International Center of Future Science, Jilin University, 3003 Qianjin Street, 130012 Changchun, China.
Brief Bioinform. 2024 Nov 22;26(1). doi: 10.1093/bib/bbae721.
Accurate identification of causal genes for cancer prognosis is critical for estimating disease progression and guiding treatment interventions. In this study, we propose CPCG (Cancer Prognosis's Causal Gene), a two-stage framework identifying gene sets causally associated with patient prognosis across diverse cancer types using transcriptomic data. Initially, an ensemble approach models gene expression's impact on survival with parametric and semiparametric hazard models. Subsequently, an iterative conditional independence test combined with graph pruning is utilized to infer the causal skeleton, thereby pinpointing prognosis-related genes. Experiments on transcriptomic data from 18 cancer types sourced from The Cancer Genome Atlas Project demonstrate CPCG's effectiveness in predicting prognosis under four evaluation metrics. Validations on 24 additional datasets covering 12 cancer types from the Gene Expression Omnibus and the Chinese Glioma Genome Atlas Project further demonstrate CPCG's robustness and generalizability. CPCG identifies a concise but reliable set of genes, obviating the need for gene combination enumeration for survival time estimation. These genes are also proved closely linked to crucial biological processes in cancer. Moreover, CPCG constructs a stable causal skeleton and exhibits insensitivity to the order of data shuffling. Overall, CPCG is a powerful tool for extracting cancer prognostic biomarkers, offering interpretability, generalizability, and robustness. CPCG holds promise for facilitating targeted interventions in clinical treatment strategies.

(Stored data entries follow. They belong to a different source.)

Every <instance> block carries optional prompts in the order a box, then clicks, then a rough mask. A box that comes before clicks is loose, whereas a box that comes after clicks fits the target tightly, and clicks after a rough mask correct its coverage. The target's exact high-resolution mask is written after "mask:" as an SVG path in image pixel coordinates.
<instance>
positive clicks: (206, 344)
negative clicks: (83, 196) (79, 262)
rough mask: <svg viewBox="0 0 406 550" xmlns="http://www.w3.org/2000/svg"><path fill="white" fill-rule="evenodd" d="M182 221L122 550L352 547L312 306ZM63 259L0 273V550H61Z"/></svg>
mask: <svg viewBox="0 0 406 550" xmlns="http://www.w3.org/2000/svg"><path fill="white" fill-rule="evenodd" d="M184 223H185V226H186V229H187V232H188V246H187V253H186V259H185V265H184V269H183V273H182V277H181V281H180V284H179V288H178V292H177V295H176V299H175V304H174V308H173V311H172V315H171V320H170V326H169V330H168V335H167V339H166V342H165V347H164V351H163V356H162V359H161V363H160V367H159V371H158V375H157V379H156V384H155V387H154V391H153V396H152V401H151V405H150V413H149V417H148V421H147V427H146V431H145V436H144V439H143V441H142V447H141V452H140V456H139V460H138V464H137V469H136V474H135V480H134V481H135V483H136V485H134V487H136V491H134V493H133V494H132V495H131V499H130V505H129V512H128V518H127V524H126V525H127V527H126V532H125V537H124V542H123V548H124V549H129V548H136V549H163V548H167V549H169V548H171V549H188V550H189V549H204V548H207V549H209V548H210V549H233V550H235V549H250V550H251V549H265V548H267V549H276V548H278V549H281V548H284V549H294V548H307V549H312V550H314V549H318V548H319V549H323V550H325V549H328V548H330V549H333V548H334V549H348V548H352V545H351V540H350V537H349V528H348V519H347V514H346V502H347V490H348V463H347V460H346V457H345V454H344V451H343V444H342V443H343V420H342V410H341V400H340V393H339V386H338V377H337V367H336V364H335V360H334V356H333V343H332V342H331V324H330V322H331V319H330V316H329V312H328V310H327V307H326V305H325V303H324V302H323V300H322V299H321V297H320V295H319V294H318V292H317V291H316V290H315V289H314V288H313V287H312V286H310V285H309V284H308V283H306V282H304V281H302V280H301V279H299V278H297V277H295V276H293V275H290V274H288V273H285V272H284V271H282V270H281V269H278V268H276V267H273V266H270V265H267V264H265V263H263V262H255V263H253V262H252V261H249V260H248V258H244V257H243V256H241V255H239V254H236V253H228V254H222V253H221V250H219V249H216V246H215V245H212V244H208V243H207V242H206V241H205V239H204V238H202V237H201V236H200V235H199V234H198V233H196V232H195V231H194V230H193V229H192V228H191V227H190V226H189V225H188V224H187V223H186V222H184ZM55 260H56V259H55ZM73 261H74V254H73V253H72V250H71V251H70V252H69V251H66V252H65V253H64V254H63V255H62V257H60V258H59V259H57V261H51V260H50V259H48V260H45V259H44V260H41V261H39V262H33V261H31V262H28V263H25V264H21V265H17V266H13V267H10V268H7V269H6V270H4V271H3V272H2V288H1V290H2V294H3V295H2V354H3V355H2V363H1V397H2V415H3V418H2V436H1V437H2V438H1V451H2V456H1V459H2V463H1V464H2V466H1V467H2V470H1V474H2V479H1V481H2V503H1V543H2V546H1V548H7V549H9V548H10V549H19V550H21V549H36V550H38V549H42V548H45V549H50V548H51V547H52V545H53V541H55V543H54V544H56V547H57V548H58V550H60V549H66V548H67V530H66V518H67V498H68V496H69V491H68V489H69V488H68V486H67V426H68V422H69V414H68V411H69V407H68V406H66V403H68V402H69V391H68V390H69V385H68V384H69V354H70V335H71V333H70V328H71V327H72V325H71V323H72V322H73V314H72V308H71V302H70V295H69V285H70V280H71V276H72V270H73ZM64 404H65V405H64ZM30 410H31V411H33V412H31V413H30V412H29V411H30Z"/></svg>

准确识别癌症预后的因果基因对于估计疾病进展和指导治疗干预至关重要。在本研究中,我们提出了CPCG(癌症预后因果基因),这是一个两阶段框架,使用转录组数据识别与不同癌症类型患者预后因果相关的基因集。首先,一种集成方法使用参数和半参数风险模型对基因表达对生存的影响进行建模。随后,利用迭代条件独立性检验结合图剪枝来推断因果骨架,从而确定与预后相关的基因。对来自癌症基因组图谱项目的18种癌症类型的转录组数据进行的实验表明,CPCG在四种评估指标下预测预后方面是有效的。对来自基因表达综合数据库和中国胶质瘤基因组图谱项目的涵盖12种癌症类型的另外24个数据集的验证进一步证明了CPCG的稳健性和通用性。CPCG识别出一组简洁但可靠的基因,无需为生存时间估计进行基因组合枚举。这些基因也被证明与癌症中的关键生物学过程密切相关。此外,CPCG构建了一个稳定的因果骨架,并且对数据洗牌顺序不敏感。总体而言,CPCG是提取癌症预后生物标志物的强大工具,具有可解释性、通用性和稳健性。CPCG有望促进临床治疗策略中的靶向干预。